Falkner: a Novel - Cover

Falkner: a Novel

Copyright© 2025 by Mary Wollstonecraft (Godwin) Shelley

Chapter 32

While these thoughts, founded on a natural piety, pure and gentle as herself, occupied Elizabeth, Falkner indulged in far other speculations. He triumphed. It is strange, that although perpetually deceived and led astray by our imagination, we always fancy that we can foresee, and in some sort command, the consequences of our actions. Falkner, while he deplored his beloved victim with the most heartfelt grief, yet at no time experienced a qualm of fear, because he believed that he held the means of escape in his own hands, and could always shelter himself from the obloquy that he now incurred, in an unapproachable tomb. Through strange accidents, that resource had failed him; he was alive, and his secret was in the hands of his enemies. But as he confronted the injured son of a more injured mother, another thought, dearer to his lawless yet heroic imagination, presented itself. There was one reparation he could make, and doubtless it would be demanded of him. The law of honour would be resorted to, to avenge the death of Alithea. He did not for a moment doubt but that Neville would challenge him. His care must be to fall by the young man’s hand. There was a sort of poetical justice in this idea, a noble and fitting ending to his disastrous story, that solaced his pride, and filled him, as it has been said, with triumph.

Having arrived at this conclusion, he felt sure also that the consummation would follow immediately on Neville’s perusal of the narration put into his hands, This very day might be his last, and it was necessary to make every preliminary arrangement. Leaving Elizabeth occupied with his fatal papers, he drove to town to seek Mr. Raby’s solicitor, to place in his hands the proofs of his adopted child’s birth, so to secure her future acknowledgment by her father’s family. She was not his child; no drop of his blood flowed in her veins; his name did not belong to her. As Miss Raby, Neville would gladly seek her, while as Miss Falkner, an insuperable barrier existed between them; and though he fell by Gerard’s hand, yet he meant to leave a letter to convince her that this was but a sort of cunning suicide, and that it need place no obstacle between two persons whom he believed were formed for each other. What more delightful than that his own Elizabeth should love the son of Alithea? If he survived, indeed, this mutual attachment would be beset by difficulties; his death was like the levelling of a mountain—all was plain, easy, happy, when he no longer deformed the scene.

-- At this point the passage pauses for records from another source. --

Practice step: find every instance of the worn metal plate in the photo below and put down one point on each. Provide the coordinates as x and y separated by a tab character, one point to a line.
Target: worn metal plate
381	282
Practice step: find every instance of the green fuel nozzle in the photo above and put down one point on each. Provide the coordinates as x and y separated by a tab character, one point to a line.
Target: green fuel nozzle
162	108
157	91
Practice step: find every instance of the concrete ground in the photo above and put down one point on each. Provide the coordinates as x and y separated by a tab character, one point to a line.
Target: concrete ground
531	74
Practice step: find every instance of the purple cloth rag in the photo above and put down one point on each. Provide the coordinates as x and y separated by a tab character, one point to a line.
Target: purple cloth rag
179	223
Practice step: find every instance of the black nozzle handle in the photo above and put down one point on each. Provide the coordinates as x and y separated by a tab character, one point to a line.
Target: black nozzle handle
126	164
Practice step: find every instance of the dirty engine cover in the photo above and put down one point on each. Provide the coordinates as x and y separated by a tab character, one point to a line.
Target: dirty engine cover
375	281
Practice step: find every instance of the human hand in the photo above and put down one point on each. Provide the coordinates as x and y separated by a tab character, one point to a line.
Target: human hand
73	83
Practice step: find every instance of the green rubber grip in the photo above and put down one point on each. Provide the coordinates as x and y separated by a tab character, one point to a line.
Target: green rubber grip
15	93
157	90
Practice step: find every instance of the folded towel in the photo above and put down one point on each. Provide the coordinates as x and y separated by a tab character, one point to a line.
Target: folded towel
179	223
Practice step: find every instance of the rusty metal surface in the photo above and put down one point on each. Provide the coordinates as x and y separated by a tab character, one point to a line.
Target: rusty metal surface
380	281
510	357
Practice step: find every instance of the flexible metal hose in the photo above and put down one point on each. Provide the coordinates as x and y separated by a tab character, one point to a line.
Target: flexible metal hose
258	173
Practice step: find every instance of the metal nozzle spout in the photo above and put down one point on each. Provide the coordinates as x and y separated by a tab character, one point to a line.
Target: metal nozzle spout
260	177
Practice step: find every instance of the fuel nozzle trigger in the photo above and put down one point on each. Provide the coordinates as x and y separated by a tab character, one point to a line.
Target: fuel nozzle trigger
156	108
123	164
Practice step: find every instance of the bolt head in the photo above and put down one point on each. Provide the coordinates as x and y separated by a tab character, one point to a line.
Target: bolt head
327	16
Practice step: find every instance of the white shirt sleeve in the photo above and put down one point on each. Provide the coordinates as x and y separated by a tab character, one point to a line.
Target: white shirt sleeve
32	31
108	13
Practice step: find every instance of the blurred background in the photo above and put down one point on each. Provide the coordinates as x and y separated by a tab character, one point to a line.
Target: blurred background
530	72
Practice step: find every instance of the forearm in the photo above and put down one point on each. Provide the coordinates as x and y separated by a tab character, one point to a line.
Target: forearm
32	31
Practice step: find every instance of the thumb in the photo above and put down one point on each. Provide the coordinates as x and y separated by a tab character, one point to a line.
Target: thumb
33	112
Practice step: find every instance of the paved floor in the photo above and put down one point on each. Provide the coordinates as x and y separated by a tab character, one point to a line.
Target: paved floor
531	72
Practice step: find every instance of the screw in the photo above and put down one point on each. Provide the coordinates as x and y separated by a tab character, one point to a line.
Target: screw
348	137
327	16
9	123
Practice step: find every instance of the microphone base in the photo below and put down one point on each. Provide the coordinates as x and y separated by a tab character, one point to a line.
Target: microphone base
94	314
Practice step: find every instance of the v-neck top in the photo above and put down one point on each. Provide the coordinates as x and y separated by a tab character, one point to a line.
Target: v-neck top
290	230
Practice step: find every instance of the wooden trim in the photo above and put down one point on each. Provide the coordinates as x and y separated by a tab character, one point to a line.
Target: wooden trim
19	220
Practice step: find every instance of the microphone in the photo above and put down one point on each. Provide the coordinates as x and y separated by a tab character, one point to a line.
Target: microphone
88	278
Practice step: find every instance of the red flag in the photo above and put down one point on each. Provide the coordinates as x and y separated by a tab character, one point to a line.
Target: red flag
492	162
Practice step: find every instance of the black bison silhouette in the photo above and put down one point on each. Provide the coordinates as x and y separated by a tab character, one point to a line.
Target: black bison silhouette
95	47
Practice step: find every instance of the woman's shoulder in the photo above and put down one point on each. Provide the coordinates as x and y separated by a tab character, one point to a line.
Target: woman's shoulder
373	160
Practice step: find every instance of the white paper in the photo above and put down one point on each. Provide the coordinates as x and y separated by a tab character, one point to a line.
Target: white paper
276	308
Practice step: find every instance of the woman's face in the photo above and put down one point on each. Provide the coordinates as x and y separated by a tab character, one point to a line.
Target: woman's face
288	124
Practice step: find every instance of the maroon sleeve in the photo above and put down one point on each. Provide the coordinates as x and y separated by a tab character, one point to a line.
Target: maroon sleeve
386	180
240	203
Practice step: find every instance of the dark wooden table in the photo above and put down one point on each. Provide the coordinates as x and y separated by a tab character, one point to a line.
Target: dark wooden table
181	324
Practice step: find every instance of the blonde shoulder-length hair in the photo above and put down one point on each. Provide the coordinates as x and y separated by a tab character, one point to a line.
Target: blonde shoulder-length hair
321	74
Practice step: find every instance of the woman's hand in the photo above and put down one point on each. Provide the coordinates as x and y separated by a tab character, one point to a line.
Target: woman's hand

He had some difficulty in meeting with Mr. Raby’s man of business. He found him, however, perfectly acquainted with all the circumstances, and eager to examine the documents placed in his hands. He had already written to Treby, and received confirmation of all Falkner’s statements. This activity had been imparted by Mrs. Raby, then at Tunbridge Wells, who was anxious to render justice to the orphan, the moment she had been informed of her existence; Falkner heard with great satisfaction of the excellent qualities of this lady, and the interest she showed in poor Edwin Raby’s orphan child. The day was consumed, and part of the evening, in these arrangements, and a final interview with his own solicitor. His will was already made: he divided his property between Elizabeth and his cousin, the only surviving daughter of his uncle.